The demonstration culminated with Fire Scout acting as the laser-designating platform for a Hellfire missile, fired from a Sikorsky MH-60S, the Navy said. This exercise took place with the USS America, an amphibious assault ship, and its Amphibious Ready Group/Marine Expedition Unit, according to Northrop Grumman. Fire Scout was equipped with radar and fed information to the manned helicopter as it engaged with a moving surface contact.
Northrop Grumman Director of Business Development, Global Strategy and Mission Solutions Flory B. Ellis told R&WI in May that although Fire Scout can engage in manned/unmanned teaming, it really doesn’t need to.

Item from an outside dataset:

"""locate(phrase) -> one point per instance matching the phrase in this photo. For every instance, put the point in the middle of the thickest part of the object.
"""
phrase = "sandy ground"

“[Fire Scout] is versatile enough to be something that can augment the capability of a manned helicopter. But it also can operate as an independent unmanned system,” Ellis said. “What's really fascinating about how the Navy developed this is when you deploy with an MH-60, you deploy with 24 people. When you deploy with an MH-60 and a Fire Scout, I don't care if it's Bravo or Charlie, and an MH-60, you deploy with 24 people. Concept of operations did not add a single person. In a place like a ship, that's important. Depending upon your flight-hour profile, you can operate a Fire Scout with 11 people. It really was built to be something that is as versatile as it can possibly be.
“So there is manned/unmanned teaming concept of operation, particularly humanitarian assistance, that Fire Scout is never going to do,” she added. “But there are also missions sets, amphibious assault missions and others, where all you really need is a Fire Scout.”
According to the Navy, the “Wildcards” of Helicopter Sea Combat Squadron 23 are the first to deploy an MH-60S and MQ-8B composite detachment aboard an Independence-class littoral combat ship.